In this activity, the student detectives will compare the evidence to fingerprint samples provided by each suspect. The collection of fingerprints at a crime scene is a very important task for forensic scientists because fingerprints reveal who might have touched what.
There are two types of fingerprints:
- direct print (where the finger creates a visible impression in an object or substance)
- latent print (where the finger leaves an invisible mark)
Latent fingerprints are created by dirt, sweat, or other residue left on another object. Forensic scientists can “develop” latent fingerprints to make them visible by dusting for them or by using a chemical method called fuming.
Fingerprints have three main classes structures: the arch, whorl and loop.

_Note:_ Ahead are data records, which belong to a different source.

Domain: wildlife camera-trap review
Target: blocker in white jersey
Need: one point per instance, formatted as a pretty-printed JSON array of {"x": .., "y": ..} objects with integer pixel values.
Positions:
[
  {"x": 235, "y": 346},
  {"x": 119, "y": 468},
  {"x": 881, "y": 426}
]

- Arches have lines that start on one side and rise and exit on the other side of the print. They look like a hill.
- Loops have lines that enter and exit on the same side of the print. They look like an upside-down U.
- Whorls have circles that spiral and do not exit on either side of the print. They look like a bull’s eye.
Every fingerprint is unique, but there are certain patterns that can be observed which many prints have in common. Interestingly, even fingerprints from the same individual can vary slightly from finger to finger!
Baring loss of a finger tip to injury, or intensive scarring, the fingeprint patterns of individuals will constantly re-grow the same way as their skin re-news throughout their lives
Premise: Latent Fingerprints in the Kitchen
Entering into the Grizzly family’s kitchen, police noticed that many dishes had been used, perhaps by the suspect. Police bagged several dirty bowls and drinking glasses to dust for fingerprints. These were sent to the lab to be processed.
Can your student detectives identify who left what print where?